The trends they are finding on the use of wireless, social networking, the types of technology we are using to access information, and the types of information we are seeking is really eye-opening. Anyone who is working on ventures related to the Internet or that rely on it for marketing (I guess that pretty much includes almost every business today) should read their reports.
One of the interesting conversations that came out of their data was about the changing norms and social expectations that are developing due to technology and the Internet.
Most of us have experienced a situation where we are talking to a young adult who in the middle of the conversation begins to answer a text message. Those of us who are Baby Boomers find this behaviour to be socially rude. But to younger people, this is absolutely socially acceptable.

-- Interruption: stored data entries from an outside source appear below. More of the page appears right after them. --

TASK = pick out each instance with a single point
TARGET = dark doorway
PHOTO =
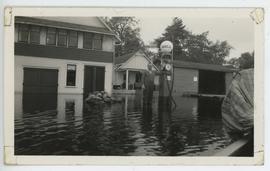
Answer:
(39, 89)
(94, 79)
(211, 82)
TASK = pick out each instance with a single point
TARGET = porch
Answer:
(128, 81)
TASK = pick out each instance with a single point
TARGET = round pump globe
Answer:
(166, 46)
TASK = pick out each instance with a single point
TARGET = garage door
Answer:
(40, 89)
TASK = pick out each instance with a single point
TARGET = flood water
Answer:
(71, 127)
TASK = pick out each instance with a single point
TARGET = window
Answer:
(51, 36)
(73, 39)
(35, 34)
(23, 33)
(87, 40)
(97, 42)
(62, 38)
(71, 75)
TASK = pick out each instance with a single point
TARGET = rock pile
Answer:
(101, 97)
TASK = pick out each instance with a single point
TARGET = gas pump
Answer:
(166, 78)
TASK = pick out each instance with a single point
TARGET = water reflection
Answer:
(126, 128)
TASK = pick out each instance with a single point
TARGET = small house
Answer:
(192, 78)
(128, 72)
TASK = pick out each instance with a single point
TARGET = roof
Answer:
(202, 66)
(65, 25)
(124, 58)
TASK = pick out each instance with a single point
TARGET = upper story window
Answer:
(51, 36)
(35, 34)
(71, 75)
(97, 42)
(73, 39)
(62, 37)
(88, 40)
(23, 32)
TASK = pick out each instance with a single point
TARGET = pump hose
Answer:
(171, 90)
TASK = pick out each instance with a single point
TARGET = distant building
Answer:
(66, 55)
(199, 78)
(128, 72)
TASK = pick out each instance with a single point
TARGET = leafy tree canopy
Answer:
(194, 47)
(245, 61)
(126, 28)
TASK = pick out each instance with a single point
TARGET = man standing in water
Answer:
(148, 85)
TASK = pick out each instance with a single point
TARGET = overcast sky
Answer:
(239, 32)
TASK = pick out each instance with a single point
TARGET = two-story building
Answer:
(66, 55)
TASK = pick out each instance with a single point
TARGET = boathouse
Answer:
(65, 55)
(128, 71)
(192, 78)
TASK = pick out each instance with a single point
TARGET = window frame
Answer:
(30, 33)
(69, 39)
(47, 31)
(92, 40)
(101, 42)
(58, 33)
(68, 75)
(19, 33)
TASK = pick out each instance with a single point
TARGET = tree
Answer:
(126, 28)
(174, 33)
(194, 47)
(245, 61)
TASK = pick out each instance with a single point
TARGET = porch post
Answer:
(127, 79)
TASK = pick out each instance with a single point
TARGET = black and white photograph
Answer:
(135, 85)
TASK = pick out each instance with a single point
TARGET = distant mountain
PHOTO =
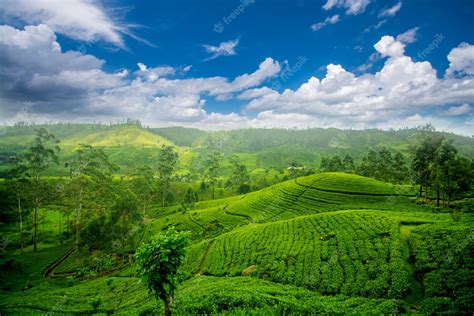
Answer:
(130, 144)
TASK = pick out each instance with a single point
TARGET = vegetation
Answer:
(158, 262)
(218, 227)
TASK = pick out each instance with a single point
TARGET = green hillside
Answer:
(326, 243)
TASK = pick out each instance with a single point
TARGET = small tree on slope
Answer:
(158, 262)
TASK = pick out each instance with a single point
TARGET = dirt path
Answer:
(204, 257)
(416, 289)
(49, 269)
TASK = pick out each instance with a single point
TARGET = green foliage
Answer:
(166, 164)
(158, 262)
(383, 165)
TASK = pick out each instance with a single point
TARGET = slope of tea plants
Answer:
(328, 243)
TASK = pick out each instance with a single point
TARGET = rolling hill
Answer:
(326, 243)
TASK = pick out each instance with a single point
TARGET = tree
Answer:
(90, 173)
(167, 160)
(212, 166)
(423, 160)
(144, 185)
(348, 162)
(20, 185)
(124, 215)
(240, 176)
(38, 158)
(401, 171)
(190, 197)
(445, 169)
(158, 262)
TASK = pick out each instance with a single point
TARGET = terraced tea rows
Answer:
(287, 200)
(353, 253)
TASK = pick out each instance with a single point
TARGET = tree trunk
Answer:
(168, 305)
(21, 224)
(35, 226)
(78, 218)
(36, 206)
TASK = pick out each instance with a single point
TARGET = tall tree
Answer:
(423, 160)
(240, 176)
(144, 185)
(212, 167)
(20, 186)
(348, 162)
(167, 160)
(444, 172)
(124, 216)
(158, 262)
(90, 174)
(38, 158)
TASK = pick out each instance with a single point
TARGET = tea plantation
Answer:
(329, 243)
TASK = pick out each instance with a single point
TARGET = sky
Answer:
(236, 64)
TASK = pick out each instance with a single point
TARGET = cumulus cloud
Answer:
(402, 89)
(34, 67)
(389, 46)
(461, 60)
(352, 7)
(409, 36)
(82, 20)
(74, 86)
(223, 49)
(458, 110)
(391, 11)
(329, 20)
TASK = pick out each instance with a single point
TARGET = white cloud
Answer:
(153, 74)
(458, 110)
(461, 60)
(83, 20)
(395, 96)
(224, 49)
(255, 93)
(409, 36)
(329, 20)
(352, 7)
(391, 11)
(73, 86)
(388, 46)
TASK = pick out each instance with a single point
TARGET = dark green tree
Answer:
(144, 185)
(190, 197)
(124, 217)
(90, 178)
(348, 162)
(158, 262)
(38, 158)
(212, 167)
(240, 177)
(167, 160)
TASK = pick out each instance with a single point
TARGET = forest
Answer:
(127, 219)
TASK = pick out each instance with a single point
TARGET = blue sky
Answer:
(233, 64)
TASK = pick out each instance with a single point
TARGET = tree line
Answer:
(102, 210)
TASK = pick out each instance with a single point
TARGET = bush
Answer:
(96, 302)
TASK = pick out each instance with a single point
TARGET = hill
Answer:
(326, 243)
(259, 149)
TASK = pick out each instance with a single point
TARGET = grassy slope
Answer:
(302, 241)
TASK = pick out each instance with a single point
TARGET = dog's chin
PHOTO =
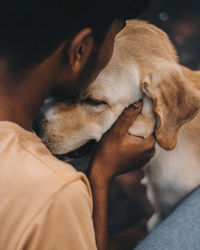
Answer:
(80, 153)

An extension of this is the need to compete with our marketing to an increasing amount of “noise” out there. People receive multiple messages, often simultaneously.
Such multiple, simultaneous flows of information are becoming the norm in our culture.
If you try to fight it, you will likely lose. When culture shifts this way it is impossible to reverse or even slow down the changes.
The conversation reminded me of an interview I heard with Brad Faxon, who is a professional golfer. Faxon had tried his hand at television broadcasting with NBC sports this past year. He is getting to the age where he is not very competitive on the PGA tour, but not quite old enough for the senior tour.
He said that his contract was not renewed with NBC. He shared that one of the most difficult things about the job was being able to listen to five different voices at once coming through his head phones offering information about what was happening in the golf tournament. He had to discern which of the voices were relevant for his commentary, while at the same time carrying on a conversation with other announcers or making comments about what was going on in the tournament.
I think all of us may soon experience something similar in our daily lives. More and more information is coming to us through more and more media and sources. And it is coming to us faster and faster. It is not slowing down and it is not going to let up.
We will all need to learn to adapt to this new social/cultural reality of “five voices at once” both as consumers of information and producers of information to the marketplace.